# Warum ist KI für Unternehmensführungen ein Geschäftsrisiko und nicht nur ein Produktivitätswerkzeug?

**Kurze Antwort:** Führungsteams betrachten KI oft ausschließlich als Produktivitätsbooster, doch unkontrollierte KI-Nutzung kann zentrale Geschäftsgeheimnisse – Produktpläne, Umsatzdaten und Vertriebsstrategien – direkt gegenüber Außenstehenden offenlegen. Dies ist ein strategisches und finanzielles Risiko, das auf den Schreibtisch des CEO, CFO, COO und der Vertriebsleitung gehört – nicht nur in die IT-Abteilung.

## Eine andere Art der Gefährdung

Klassische Cybersicherheitsvorfälle, etwa ein Datenleck, bei dem Kundendaten im Darknet landen, folgen einem bekannten Muster: Die Unternehmensführung reagiert, Aufsichtsbehörden werden gegebenenfalls eingeschaltet, mitunter werden Bußgelder gezahlt, und der Vorstand wird informiert. Unternehmen kennen dieses Szenario, und es existieren Prozesse zu dessen Bewältigung.

KI führt eine neue und weniger gut verstandene Kategorie der Gefährdung ein. Wenn Mitarbeiter KI-Tools ohne angemessene Schutzmaßnahmen nutzen, geben sie unter Umständen vertrauliche Geschäftsinformationen – zukünftige Produktpläne, Gewinnprognosen, Vertriebspipelines – an Systeme weiter, die niemals dafür ausgelegt waren, diese Informationen sicher zu verwahren. Anders als bei einem Hacking-Vorfall handelt es sich hierbei nicht zwangsläufig um einen Angriff. Es kann schlicht durch die normale, gutgemeinte Nutzung von KI durch das Personal geschehen.

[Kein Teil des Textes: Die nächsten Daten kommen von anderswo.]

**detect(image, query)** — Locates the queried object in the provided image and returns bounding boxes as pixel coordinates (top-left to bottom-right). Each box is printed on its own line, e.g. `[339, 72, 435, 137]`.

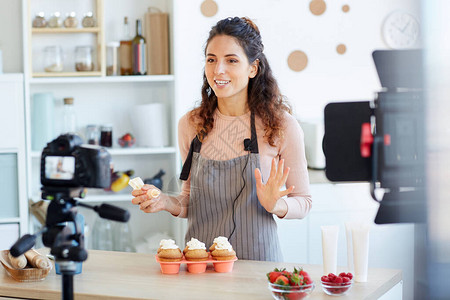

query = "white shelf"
[31, 147, 176, 158]
[30, 75, 174, 84]
[0, 218, 20, 224]
[32, 190, 133, 203]
[0, 148, 19, 154]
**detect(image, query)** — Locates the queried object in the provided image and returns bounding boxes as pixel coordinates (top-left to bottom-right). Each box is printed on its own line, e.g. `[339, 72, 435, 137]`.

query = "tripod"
[10, 186, 130, 300]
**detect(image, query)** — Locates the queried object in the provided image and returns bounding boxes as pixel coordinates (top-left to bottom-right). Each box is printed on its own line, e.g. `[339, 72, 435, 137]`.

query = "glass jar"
[106, 42, 120, 76]
[44, 46, 64, 72]
[81, 11, 96, 27]
[100, 124, 112, 147]
[86, 125, 100, 145]
[64, 11, 78, 28]
[75, 46, 94, 72]
[48, 11, 62, 28]
[33, 12, 47, 28]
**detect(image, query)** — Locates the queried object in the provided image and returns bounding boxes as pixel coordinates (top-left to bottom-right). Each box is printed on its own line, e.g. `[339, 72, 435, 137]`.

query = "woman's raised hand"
[131, 184, 167, 213]
[255, 158, 295, 213]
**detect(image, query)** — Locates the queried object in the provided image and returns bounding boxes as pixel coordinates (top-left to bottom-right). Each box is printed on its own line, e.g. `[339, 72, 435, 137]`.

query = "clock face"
[382, 11, 419, 49]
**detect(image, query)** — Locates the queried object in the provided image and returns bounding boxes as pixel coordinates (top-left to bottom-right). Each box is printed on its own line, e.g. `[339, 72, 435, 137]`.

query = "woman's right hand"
[131, 184, 167, 213]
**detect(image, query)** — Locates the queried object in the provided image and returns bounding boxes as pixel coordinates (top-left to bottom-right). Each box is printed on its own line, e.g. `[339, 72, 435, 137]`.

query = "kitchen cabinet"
[24, 0, 106, 77]
[23, 0, 184, 248]
[0, 74, 28, 239]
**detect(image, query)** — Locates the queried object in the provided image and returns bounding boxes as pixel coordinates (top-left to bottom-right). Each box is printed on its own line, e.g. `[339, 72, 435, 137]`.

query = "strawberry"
[342, 276, 351, 283]
[339, 272, 347, 277]
[299, 269, 309, 277]
[289, 273, 303, 286]
[303, 275, 312, 284]
[283, 293, 307, 300]
[267, 271, 281, 283]
[275, 275, 289, 285]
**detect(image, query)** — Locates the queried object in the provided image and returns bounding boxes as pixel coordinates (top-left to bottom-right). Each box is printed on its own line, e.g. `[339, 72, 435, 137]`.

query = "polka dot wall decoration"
[200, 0, 218, 17]
[288, 50, 308, 72]
[342, 4, 350, 12]
[336, 44, 347, 54]
[309, 0, 327, 16]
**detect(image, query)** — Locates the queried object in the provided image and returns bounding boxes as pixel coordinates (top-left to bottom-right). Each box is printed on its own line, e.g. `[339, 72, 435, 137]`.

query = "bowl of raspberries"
[267, 268, 314, 299]
[320, 272, 353, 296]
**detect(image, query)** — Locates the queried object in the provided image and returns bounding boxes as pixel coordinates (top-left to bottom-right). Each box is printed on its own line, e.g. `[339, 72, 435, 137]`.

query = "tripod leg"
[62, 273, 73, 300]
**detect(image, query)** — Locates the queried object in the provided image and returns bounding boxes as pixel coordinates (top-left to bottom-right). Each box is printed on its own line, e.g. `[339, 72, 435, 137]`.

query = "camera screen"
[45, 156, 75, 180]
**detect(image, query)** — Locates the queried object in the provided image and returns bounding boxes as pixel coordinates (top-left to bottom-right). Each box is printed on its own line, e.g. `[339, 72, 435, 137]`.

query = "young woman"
[132, 17, 311, 261]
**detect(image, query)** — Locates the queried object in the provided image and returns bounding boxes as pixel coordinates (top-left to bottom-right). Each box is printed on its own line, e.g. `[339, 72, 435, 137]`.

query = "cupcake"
[157, 240, 183, 261]
[183, 238, 209, 261]
[209, 236, 228, 252]
[211, 237, 236, 260]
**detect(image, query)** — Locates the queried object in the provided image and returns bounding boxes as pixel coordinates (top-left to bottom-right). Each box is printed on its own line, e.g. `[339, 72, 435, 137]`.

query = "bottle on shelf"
[119, 17, 133, 75]
[131, 19, 147, 75]
[62, 97, 77, 133]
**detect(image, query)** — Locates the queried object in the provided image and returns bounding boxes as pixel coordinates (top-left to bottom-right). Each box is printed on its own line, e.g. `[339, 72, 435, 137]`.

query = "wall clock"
[382, 11, 420, 49]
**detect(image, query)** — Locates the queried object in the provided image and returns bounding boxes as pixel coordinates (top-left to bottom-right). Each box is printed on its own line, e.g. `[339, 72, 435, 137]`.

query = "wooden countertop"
[0, 250, 402, 300]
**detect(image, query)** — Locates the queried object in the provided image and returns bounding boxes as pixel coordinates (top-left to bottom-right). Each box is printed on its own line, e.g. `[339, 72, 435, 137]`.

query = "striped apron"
[180, 113, 282, 261]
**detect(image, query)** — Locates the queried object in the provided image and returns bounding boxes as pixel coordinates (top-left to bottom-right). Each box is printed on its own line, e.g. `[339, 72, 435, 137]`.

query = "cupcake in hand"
[211, 237, 236, 260]
[183, 238, 209, 261]
[158, 240, 183, 261]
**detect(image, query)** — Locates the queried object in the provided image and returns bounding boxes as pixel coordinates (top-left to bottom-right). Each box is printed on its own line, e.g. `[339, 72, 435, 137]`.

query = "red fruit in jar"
[275, 275, 289, 285]
[284, 292, 308, 300]
[289, 273, 303, 286]
[298, 270, 309, 276]
[303, 275, 312, 284]
[267, 271, 281, 283]
[339, 272, 347, 277]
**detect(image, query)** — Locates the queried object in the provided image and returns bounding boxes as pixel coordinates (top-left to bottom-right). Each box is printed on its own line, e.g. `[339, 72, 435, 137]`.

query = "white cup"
[0, 49, 3, 74]
[320, 225, 339, 274]
[352, 224, 369, 282]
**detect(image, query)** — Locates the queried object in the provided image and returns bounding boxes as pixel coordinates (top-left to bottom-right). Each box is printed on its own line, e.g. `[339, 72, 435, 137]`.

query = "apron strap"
[180, 112, 259, 180]
[249, 112, 259, 153]
[180, 136, 202, 180]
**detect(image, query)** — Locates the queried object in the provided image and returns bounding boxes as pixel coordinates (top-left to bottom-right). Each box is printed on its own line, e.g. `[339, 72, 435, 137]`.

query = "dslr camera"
[41, 134, 111, 191]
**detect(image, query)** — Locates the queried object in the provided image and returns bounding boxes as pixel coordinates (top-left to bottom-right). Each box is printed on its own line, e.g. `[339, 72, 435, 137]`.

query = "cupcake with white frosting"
[209, 236, 228, 252]
[210, 236, 236, 260]
[183, 238, 209, 261]
[157, 240, 183, 261]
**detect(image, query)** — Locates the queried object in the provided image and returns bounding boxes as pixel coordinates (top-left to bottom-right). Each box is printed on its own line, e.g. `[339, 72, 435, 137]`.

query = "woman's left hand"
[255, 158, 295, 213]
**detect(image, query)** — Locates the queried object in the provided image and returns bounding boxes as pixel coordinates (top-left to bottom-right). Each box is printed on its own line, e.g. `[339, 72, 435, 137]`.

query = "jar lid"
[102, 124, 112, 131]
[106, 41, 120, 48]
[64, 97, 73, 104]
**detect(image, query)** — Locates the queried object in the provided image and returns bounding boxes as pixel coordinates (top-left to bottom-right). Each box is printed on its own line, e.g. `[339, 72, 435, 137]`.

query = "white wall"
[174, 0, 420, 120]
[0, 0, 23, 73]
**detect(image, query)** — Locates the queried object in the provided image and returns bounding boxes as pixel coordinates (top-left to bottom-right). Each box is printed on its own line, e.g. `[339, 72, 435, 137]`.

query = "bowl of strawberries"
[320, 272, 353, 296]
[267, 268, 315, 299]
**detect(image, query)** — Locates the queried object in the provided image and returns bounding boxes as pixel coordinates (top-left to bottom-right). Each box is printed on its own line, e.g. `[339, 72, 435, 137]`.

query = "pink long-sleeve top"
[178, 109, 312, 219]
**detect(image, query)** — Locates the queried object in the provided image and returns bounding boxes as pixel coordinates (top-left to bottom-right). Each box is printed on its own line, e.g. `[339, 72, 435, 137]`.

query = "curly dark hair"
[190, 17, 291, 146]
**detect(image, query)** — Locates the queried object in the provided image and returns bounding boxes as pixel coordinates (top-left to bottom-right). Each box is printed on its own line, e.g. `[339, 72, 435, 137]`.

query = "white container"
[320, 225, 339, 274]
[352, 225, 369, 282]
[300, 120, 325, 169]
[0, 49, 3, 74]
[131, 103, 169, 148]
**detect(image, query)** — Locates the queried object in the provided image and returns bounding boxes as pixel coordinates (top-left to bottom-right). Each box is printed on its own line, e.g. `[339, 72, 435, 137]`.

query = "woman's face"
[205, 35, 258, 100]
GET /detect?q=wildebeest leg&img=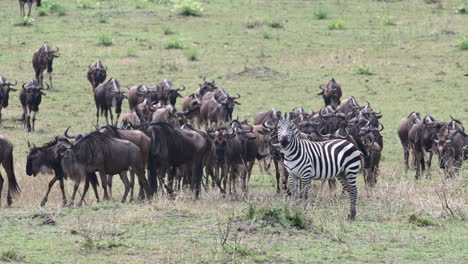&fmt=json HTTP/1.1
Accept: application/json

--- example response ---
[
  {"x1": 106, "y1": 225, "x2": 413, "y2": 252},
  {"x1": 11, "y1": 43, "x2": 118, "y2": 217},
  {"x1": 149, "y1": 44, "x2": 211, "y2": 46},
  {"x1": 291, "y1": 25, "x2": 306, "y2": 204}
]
[
  {"x1": 41, "y1": 176, "x2": 59, "y2": 206},
  {"x1": 99, "y1": 171, "x2": 110, "y2": 201},
  {"x1": 426, "y1": 151, "x2": 434, "y2": 180},
  {"x1": 119, "y1": 171, "x2": 130, "y2": 203},
  {"x1": 70, "y1": 182, "x2": 80, "y2": 206}
]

## Das Problem interner Abfragen

Ein oft übersehenes Risiko betrifft das, was intern in einem Unternehmen geschieht, sobald ein KI-Tool umfassenden Zugriff auf interne Dokumente und Daten hat. Wenn Zugriffskontrollen nicht sorgfältig gestaltet sind, könnte ein Mitarbeiter einem KI-Assistenten eine einfache Frage stellen und eine detaillierte Antwort mit sensiblen Plänen erhalten, die niemals frei zirkulieren sollten – nicht einmal intern. Das ist ein Governance-Versagen, kein technischer Fehler, und kann ebenso schädlich sein wie ein externes Datenleck.

## Warum dies auf Führungsebene gehört

Die Entscheidung, nicht in eine ordnungsgemäß kontrollierte, interne KI-Umgebung zu investieren, beseitigt diese Risikokategorie nicht – sie verlagert sie lediglich außerhalb der direkten Aufsicht des Unternehmens. Unternehmensleiter würden niemals in Erwägung ziehen, Gewinn- und Verlustrechnungen oder Vertriebspipelines auf einer öffentlichen Website zu veröffentlichen. Unkontrollierte KI-Nutzung kann ein ähnliches Ergebnis herbeiführen, ohne dass dies jemand beabsichtigt. Dies als grundlegendes Geschäftsrisiko und nicht als rein technisches Problem zu behandeln, ist entscheidend, um die Wettbewerbsvorteile zu schützen, die die Unternehmensführung sich erarbeitet hat.